Currently my method still works, but Windows limits page combining to processes of a particular user. If you have two processes owned by different users, the first process isn't able to read the secrets of the second one, since their pages are not going to be combined. Accordingly, a limited process cannot read the memory of a privileged one. Earlier, when I'd just sent the issue to Microsoft, Windows have been still combining elevated processes and filtered tokens processes memory pages (when these processes were owned by the same privileged user). That is, if you are a privileged user and run one process simply by double-clicking, and the second by explicitly choosing "Run as administrator" option with UAC confirmation, the first process could read the memory of the second one. This seems fixed in recent Windows 10 versions, although at the time when I discovered this, Microsoft informed me they didn't plan to do anything about it.

OK, so, it's still possible to read other processes memory given the same user with the same rights runs them (this user can be limited).

Let's compile the program and test it in action on one of the latest publicly available at the time of writing Windows 10 versions (2004 19041.329). For this, I created a separate user with limited privileges, and I'll run the test program as follows:

Page combining spy process

Now I'll run another instance of our test program (victim) for the same limited user. But now I'll pass several numbers to it:

Page combining victim process

If Microsoft had not by default turned off automatic memory combining, the vulnerability would have revealed itself in the next 15 minutes. We force memory combining by executing the command Enable-MMAgent -PageCombining (described above) in the privileged PowerShell console:

Enable page combining using PowerShell

Here's what we'll see right after that in the first console of the spy process:

Page combining spy - values leaked

The spy process have stolen the set of the victim process secret numbers!

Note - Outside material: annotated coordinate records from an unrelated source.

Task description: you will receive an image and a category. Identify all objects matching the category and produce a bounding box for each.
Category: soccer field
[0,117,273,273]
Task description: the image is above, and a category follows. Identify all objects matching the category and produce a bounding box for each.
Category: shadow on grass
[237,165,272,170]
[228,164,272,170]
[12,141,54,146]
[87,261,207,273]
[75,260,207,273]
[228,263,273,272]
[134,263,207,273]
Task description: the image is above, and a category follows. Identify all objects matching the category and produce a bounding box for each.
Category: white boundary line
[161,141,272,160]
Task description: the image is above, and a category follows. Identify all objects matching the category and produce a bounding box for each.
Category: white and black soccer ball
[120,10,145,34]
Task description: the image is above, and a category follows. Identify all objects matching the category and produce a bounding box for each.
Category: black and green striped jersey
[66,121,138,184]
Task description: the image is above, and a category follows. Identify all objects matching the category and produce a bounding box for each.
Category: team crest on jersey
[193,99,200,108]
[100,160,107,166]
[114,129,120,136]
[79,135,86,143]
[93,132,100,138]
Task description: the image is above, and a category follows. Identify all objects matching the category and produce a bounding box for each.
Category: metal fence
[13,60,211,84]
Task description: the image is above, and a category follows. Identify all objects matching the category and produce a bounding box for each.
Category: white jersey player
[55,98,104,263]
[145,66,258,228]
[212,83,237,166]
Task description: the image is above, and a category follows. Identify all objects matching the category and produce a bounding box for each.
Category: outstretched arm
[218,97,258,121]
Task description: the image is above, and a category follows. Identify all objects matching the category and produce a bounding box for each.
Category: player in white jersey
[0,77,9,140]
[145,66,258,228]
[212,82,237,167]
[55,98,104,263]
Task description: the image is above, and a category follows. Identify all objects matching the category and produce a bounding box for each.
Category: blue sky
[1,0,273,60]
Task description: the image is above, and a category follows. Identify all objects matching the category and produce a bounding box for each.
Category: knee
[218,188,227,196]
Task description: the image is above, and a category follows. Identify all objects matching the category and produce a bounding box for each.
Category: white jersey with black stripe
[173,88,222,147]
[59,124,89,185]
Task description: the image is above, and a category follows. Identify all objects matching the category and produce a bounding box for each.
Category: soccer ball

The same thing would happen if an administrator had previously enabled memory combining. We would not have to execute Enable-MMAgent -PageCombining, and the leak would have happened in the next 15 minutes regardless. Now, since the pages of both processes are shared, when I close the victim process, this is what the spy process displays:

Page combining spy - numbers leaked again

The spy process has detected the victim process exited and freed its memory pages, as they no longer possess the shared attribute. Such leak does not require the use of any suspiocious APIs and therefore will not be noticed by any antivirus software.

Download the full source code of the example and its compiled binary (dxdxdx is the password for the archive).

In conclusion, I will recommend that Windows users and system administrators check page combining is disabled on the system, and never enable it. With regards to Microsoft, it would be nice for them to completely remove this feature (leaving zero-page combining only), or at least add some warnings to the documentation regarding its potential danger.

P.S. There is such feature in Linux, too, which is called kernel same page merging (KSM). I didn't examine it in detail, but it works differently and, it seems, its developers are already aware of potential security problems.